Tariq Butt, Correspondent
A video purportedly made by a bank staffer showing incomplete half-printed banknotes has sparked concerns among social media users and the people, prompting the State Bank of Pakistan (SBP) to announce an investigation.
The video surfaced on social media depicts a man calling himself the manager of a National Bank of Pakistan (NBP) branch. He can be seen holding two Rs1,000 currency notes which are blank from the backside.
"I have no idea how many bundles have been dispatched already. These were returned by a customer and that is how we got to know about it,” he said.
Then he proceeded to zoom in on a table where another bank employee sat, inspecting currency notes in a bundle. As the worker flipped through, one note after the fourth turned out blank on the back.
"Every packet has at least two notes like this,” the manager said in the video.
The video went viral on social media as in just a few hours, it circulated on X (formerly Twitter), Facebook, and Instagram, gaining thousands of views and comments, particularly on Facebook.
"Be very careful when you are taking cash from bank and ATMs. Verify and check each and every note personally,” Advocate Khalid Lodhi, a verified X user wrote while sharing the original video.
"This is carelessness of the printing staff of Pakistan Security Printing Press Karachi, and SBP is equally responsible,” another user commented under the video posted by ‘Karachi Se’, a public account on Facebook.
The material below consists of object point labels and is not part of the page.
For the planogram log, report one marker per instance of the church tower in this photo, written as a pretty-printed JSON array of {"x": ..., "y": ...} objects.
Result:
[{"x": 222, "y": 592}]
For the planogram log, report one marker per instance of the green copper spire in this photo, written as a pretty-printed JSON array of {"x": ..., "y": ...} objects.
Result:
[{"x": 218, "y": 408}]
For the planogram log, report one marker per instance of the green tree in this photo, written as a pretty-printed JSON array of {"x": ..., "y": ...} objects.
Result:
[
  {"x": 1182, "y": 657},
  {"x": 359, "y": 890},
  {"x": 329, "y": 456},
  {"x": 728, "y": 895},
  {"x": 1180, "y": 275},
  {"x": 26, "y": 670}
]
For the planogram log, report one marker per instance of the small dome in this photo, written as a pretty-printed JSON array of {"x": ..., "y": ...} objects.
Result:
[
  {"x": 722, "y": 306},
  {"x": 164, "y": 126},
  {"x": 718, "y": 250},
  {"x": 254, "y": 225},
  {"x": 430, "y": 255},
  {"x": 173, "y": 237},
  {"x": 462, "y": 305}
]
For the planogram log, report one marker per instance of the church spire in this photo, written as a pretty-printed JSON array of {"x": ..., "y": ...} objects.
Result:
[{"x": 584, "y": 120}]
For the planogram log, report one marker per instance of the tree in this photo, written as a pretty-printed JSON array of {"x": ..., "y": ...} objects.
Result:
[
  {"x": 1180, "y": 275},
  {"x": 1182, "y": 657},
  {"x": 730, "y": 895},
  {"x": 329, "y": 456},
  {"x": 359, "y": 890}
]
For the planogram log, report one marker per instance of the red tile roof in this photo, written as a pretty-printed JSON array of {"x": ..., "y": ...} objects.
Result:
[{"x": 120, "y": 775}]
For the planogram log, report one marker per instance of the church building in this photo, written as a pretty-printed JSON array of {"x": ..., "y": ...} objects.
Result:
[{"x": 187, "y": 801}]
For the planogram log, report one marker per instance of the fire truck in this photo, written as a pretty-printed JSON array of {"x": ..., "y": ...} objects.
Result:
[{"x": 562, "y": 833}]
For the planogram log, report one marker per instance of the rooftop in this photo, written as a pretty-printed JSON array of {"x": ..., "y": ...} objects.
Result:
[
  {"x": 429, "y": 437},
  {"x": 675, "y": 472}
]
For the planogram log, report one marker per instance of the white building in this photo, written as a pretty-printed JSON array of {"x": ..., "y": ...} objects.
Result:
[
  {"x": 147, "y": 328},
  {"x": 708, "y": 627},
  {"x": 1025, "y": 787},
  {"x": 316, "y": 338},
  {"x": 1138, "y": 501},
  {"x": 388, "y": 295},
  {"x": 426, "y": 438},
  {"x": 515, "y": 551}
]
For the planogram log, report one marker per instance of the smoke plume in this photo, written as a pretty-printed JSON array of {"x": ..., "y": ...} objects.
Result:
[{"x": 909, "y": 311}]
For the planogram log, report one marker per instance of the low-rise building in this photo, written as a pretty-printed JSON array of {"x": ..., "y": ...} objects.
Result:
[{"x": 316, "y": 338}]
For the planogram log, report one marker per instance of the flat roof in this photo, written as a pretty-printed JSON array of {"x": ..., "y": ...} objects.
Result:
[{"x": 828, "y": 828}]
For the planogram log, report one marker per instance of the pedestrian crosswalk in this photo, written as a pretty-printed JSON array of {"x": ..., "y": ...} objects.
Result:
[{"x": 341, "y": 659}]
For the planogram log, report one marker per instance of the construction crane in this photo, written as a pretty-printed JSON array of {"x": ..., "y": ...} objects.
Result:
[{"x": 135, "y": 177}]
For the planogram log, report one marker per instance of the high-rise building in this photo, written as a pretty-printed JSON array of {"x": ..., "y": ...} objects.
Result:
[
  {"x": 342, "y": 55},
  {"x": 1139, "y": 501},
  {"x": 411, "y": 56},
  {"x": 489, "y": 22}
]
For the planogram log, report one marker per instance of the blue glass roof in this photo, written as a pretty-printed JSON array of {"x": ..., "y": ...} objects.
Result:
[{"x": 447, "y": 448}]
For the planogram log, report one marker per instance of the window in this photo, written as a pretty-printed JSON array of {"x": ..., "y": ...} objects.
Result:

"If these are new bundles, then this is extremely irresponsible behaviour by the State Bank,” Facebook user Faisal Butt commented.
"State Bank of Pakistan should take serious action against this,” another comment read under the post.
The video was also widely shared in different groups of Facebook. Some people called out the bank manager for not reaching out to the line of reporting and posting a video on social media instead.
"The cash should have been sorted before the bundles went out,” user Umar Farooq commented under the video which was shared on ‘Bankers Forum’, a Facebook group dedicated to the information regarding banks in Pakistan.
"Directly report to your bank’s cash house instead of posting a video on social media,” user Abdullah Soomro commented in the same group.
A SBP spokesman said the matter was being investigated to find out whether it was factual or not. He said this was a rare incident and it happened once in a blue moon. If true, this was the case of only one branch of a bank, he added.